Die Nachrichten aus diesen Regionen fließen allerdings nur spärlich, die Bewohner jedenfalls behaupten, daß die roten Machthaber immer mehr Koranschulen schließen, Moscheen schleifen und Imane einsperren oder gar töten und sie gesellschaftlich diskriminieren. Die Regierung in Peking spricht da-gegen von Terroristen-Nestern. Dies alles ist der Situation in Tibet ähnlich, doch da die chinesischen Turkmenschen keinen öffentlichkeitswirksamen Dalai Lama haben, sind sie in Europa so gut wie unbekannt. Dabei war die Lage der „gelben Islamisten“ schon einmal ganz anders: Die Anhänger des Koran, meist zu Eunuchen am Kaiserhof verstümmelt, verfügten während des 12. bis 14. Jahrhunderts über eine große Macht in der verbotenen Stadt Peking, meist als Ratgeber und Vertraute am Kaiserhof. Mit dem Admiral Zheng He erreichte die islamische Religionsgruppe um 1300 n. Ch. den Höhepunkt ihres Einflusses. Zheng rüstete die sogenannte Schatzflotte aus und trieb den Handel Chinas bis nach Indien und Ostafrika voran. Dann gewannen die Gegner der Eunuchen, die rein chinesischen Hofbeamten, die Oberhand, und die maritimen Weltmachtpläne des mächtigsten Seefahrers seiner Zeit wurden jäh gestoppt, seine Riesendschunken (bis 120 Meter lang) waren den neuen Ratgebern zu teuer.

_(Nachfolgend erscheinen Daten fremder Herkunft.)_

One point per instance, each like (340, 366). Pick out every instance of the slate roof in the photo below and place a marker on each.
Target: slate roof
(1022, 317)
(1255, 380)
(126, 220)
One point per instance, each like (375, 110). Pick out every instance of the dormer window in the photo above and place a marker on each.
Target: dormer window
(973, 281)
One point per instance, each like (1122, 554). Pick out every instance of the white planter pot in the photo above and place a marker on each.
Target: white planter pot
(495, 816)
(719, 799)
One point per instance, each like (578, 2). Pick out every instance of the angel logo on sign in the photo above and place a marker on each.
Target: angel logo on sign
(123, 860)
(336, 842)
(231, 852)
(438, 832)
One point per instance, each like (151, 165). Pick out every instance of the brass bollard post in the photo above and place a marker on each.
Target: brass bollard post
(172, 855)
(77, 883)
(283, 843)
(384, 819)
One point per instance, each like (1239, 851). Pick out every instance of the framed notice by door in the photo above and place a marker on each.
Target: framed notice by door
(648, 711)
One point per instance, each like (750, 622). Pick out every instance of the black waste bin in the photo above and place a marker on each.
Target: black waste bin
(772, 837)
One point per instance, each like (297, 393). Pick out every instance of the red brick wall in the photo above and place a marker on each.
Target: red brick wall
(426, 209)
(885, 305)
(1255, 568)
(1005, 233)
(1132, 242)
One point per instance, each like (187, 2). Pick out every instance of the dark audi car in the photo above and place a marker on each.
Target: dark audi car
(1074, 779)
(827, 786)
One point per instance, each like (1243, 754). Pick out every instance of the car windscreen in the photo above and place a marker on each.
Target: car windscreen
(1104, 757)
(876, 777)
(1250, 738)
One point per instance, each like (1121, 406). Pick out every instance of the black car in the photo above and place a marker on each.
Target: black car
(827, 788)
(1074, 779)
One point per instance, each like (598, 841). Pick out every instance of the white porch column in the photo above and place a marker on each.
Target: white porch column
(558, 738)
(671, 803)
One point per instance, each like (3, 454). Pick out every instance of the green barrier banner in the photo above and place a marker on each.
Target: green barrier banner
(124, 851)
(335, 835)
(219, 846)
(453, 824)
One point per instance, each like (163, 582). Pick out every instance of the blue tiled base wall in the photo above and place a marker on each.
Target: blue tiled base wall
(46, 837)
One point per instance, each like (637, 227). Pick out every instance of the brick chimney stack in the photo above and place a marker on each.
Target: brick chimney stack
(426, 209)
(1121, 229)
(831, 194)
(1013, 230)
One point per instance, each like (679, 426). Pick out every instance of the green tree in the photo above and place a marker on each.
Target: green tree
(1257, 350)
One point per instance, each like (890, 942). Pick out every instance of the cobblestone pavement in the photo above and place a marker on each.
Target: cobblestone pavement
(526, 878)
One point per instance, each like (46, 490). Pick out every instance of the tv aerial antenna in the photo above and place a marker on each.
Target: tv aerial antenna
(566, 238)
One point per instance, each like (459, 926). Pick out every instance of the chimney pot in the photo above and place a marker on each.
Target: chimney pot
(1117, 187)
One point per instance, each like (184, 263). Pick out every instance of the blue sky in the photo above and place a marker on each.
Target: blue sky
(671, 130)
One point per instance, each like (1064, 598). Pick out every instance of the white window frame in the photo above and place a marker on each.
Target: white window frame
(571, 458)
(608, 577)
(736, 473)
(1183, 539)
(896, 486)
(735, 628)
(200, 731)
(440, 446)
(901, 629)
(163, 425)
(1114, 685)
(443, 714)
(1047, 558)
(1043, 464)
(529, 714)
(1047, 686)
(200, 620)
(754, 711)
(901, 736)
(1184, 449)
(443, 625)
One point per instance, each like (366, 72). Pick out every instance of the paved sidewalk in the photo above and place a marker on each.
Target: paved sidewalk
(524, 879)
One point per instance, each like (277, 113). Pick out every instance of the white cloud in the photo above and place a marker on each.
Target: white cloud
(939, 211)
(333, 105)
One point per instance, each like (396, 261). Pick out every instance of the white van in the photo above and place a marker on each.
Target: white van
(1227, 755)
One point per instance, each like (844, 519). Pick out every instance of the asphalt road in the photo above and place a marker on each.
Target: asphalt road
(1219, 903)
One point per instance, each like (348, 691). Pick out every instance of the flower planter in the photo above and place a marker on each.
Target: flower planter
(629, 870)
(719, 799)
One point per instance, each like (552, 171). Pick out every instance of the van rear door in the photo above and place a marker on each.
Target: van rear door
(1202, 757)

Die ersten Beziehungen zur muslimischen Welt indes sind weit älter und stammen aus einer Zeit, in der die europäischen Potentaten noch nicht einmal um die Existenz dieses fernen Riesenreiches wußten; erst um 1500 machte der Venezianer Marco Polo auf dieses gewaltige Potential aufmerksam. Da lief zwischen Arabien und der chinesischen Welt bereits über Jahrhunderte ein schwunghafter Handel. Denn schon kurz nach dem Tode Mohammeds im Jahr 632 n. Ch. nahm der Erste Kalif in Bagdad mit seinen Dhaus Geschäftsbeziehungen bis nach China, damals Katei genannt, auf. Unter seiner Regie wurde sogar an der Küste Südchinas eine erste islamische Niederlassung errichtet. Eine Giraffe als Geschenk für den „Sohn des Himmels“ und weitere Gaben, wie etwa afrikanisches Elfenbein, die Zheng überbrachte, sollten den Kaiser positiv einstimmen. Weitere Niederlassungen folgten.

Es entstanden zudem Sul-tanate in Malaysia, Johor zum Beispiel, den Philippinen (lange vor Maghelan, etwa in Sulu) und Indonesien. Auch das noch heute existierende, reiche Öl-Sultanat von Brunei gehört dazu. Die muslimischen Piraten-Fürsten in der berüchtigten Straße von Malakka schließlich machten den viel später kommenden Handelsschiffen der Europäer das Leben schwer. Und das ist bis heute so geblieben. Auf chinesischem Boden gab es die Sultanate Dali und Yunna, die durch die kurzlebige „Phan-thay Revolte“ auf sich aufmerksam machten. Unter diesem Gesichtspunkt muß die heutige Entwicklung – auch oder gerade in China – beurteilt werden. Die Revolten von heute, wie gerade wieder auf den südlichen Philippinen, wachsen aus historischen Wurzeln.

Die ostasiatischen Anhänger des Koran, in der Regel Sunniten, reklamieren für sich nichts anderes als uralte Rechte, die ihnen im Lauf der Jahrhunderte immer weiter beschnitten wurden. Von einstmals reichen Kaufleuten rutschten sie unterjocht ins Armenhaus der Geschichte ab. Zugewanderte Chinesen anderen Glaubens nahmen ihnen die Butter vom Brot.

Foto: Moslems in Peking: In Chinas Hauptstadt geben sie sich friedlich und angepaßt.